“Hişt hişt!”
“İyi günler!” dedim; sahilde, belki de Sait Faik’in yıllar önce yaptığı gibi uzanıp denizi, kuşları, tekneleri, balıkçıları izleyip bir yandan da Havuz Başı‘nı okurken yanıma gelen amcaya. “Senin iyi günlerin olsun!” dedi bana, eski fırıncı, eski Kınalıadalı, kendi deyimiyle yeni (15 yıllık) Burgazadalı. Sokaklarında insandan çok hayvan bulunan, köpeklerinin kedi maması yediği, kargaların martılarla yemeğini paylaştığı, hüzünlü, aynı zamanda huzurlu, ferahlatan, her bir köşesi buram buram Sait Faik öyküsü kokan Burgazada…

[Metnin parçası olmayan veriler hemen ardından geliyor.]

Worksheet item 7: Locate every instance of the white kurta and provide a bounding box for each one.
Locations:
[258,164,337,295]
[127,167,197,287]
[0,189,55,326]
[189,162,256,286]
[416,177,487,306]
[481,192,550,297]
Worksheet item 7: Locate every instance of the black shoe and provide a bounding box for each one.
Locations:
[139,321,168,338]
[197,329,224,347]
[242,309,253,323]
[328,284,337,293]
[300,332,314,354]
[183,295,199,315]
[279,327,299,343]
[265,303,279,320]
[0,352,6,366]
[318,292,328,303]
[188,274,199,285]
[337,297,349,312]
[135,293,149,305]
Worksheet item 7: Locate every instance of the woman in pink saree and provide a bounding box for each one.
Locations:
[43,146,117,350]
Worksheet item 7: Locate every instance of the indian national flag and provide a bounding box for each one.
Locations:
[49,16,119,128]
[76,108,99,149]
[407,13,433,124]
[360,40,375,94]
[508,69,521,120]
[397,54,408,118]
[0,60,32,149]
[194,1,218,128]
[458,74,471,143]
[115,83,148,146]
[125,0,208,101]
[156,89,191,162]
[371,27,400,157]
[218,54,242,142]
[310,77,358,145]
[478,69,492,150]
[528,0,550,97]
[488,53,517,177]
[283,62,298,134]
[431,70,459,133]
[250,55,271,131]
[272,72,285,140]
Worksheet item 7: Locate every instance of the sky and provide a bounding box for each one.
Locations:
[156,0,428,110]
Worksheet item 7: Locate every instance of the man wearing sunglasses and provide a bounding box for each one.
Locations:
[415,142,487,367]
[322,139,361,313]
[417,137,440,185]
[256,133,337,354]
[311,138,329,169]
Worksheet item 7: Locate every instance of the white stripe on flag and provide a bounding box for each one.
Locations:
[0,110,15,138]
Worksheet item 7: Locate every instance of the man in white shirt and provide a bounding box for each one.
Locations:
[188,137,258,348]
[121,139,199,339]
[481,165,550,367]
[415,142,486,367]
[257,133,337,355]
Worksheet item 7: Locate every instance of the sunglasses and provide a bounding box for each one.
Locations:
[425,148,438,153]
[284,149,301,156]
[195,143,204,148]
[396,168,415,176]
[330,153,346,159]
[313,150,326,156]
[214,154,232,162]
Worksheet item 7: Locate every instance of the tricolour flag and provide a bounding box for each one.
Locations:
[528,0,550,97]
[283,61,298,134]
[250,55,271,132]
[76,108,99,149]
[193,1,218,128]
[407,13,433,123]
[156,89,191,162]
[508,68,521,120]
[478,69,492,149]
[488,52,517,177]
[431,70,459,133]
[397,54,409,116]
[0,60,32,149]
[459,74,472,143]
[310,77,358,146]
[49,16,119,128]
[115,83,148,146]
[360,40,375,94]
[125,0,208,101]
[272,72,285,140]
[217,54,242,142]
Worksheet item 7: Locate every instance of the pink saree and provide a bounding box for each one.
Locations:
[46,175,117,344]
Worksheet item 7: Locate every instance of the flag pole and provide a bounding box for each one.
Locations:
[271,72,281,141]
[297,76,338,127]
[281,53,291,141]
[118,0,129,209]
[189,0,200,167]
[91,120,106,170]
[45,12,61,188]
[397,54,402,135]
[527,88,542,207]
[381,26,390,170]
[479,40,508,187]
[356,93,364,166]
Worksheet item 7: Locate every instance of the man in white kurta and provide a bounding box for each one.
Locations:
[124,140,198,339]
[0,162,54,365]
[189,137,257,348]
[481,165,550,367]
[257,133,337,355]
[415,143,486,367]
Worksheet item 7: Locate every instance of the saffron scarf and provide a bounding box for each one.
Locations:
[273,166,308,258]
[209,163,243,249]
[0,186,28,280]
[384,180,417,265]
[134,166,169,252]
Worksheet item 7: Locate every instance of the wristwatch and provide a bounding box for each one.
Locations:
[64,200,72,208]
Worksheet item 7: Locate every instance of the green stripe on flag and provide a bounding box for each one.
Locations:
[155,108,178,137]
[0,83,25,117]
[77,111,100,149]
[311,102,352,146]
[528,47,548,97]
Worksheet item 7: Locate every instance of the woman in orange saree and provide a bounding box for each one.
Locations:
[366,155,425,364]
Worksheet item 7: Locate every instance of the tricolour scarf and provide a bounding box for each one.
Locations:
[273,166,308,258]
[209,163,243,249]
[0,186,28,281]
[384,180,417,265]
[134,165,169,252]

Ne güzel bir dilekte bulunmuştu bana o amca ve sahi, ne iyi gelmişti orada olmak. Ne iyi gelmişti Sait Faik, kendini yok etme eşiğinde olan ruhuma. Canlanmaya ihtiyacım vardı; yaşadığımı hissetmeye, umudumu yeşertmeye, olanı kabul edip sakince, ağır ağır ilerlemeye, yine de sevmeye, sevebilmeye… İçimde bir keşfin sancısı vardı; değişmeye karar vermenin sancısı, korkusu. Değişmek zordu, hiç istememiştim o güne kadar. Olmayanı oldurmaya çalışmak, olduramayınca yarım kaldı sanmak, defterleri kapatamamak, ümitvâr hâlimi hep yanlış kullanmak, boyumdan büyük hayal kırıklıkları içinde kaybolmak, haksızlığa uğradığını düşünmek, gözüme bir mercek takarak yaşananın güzel taraflarını büyütmek, olmayanı sorgulamak, anlamaya ve çözmeye çalışmak, bırakamamak ve kendini yok ederek inatlaşmak… Dahası; bunlarla var olduğunu hissetmek, hüzünden beslenmek, bitişin acısını yaşayıp tüketip devam edememek; çünkü bitirememek. İşte, bundan sonra böyle devam etmemeye karar vermek, kendini bildi bileli hayatı bu şekilde yorumlayan ve yaşayan ‘ben’ için o kadar zordu ki… Değişmek, bırakmayı ve devam etmeyi seçmek, her şeyi olduğu gibi kabul etmek, olmayanlar için oldurma mücadelesine girmeden sadece durmak ve beklemek, düşüncesi bile kabul edilemez şeylerdi bu bünye için. Hep övünürdüm zoru sevdiğimle. Ama artık değişmeli ve bir de kolay olanı denemeliydi. Yanlışta ısrar etmek, yarım kalmış hissetmek, sürekli hatırlamak, anlamlar yüklemek, canlı tutmaya çalışmak, ‘ben’i yok ediyordu ve günün sonunda kala kala şaşırmış, yorulmuş, kendine acıyan bir ‘ben’ kalıyordu.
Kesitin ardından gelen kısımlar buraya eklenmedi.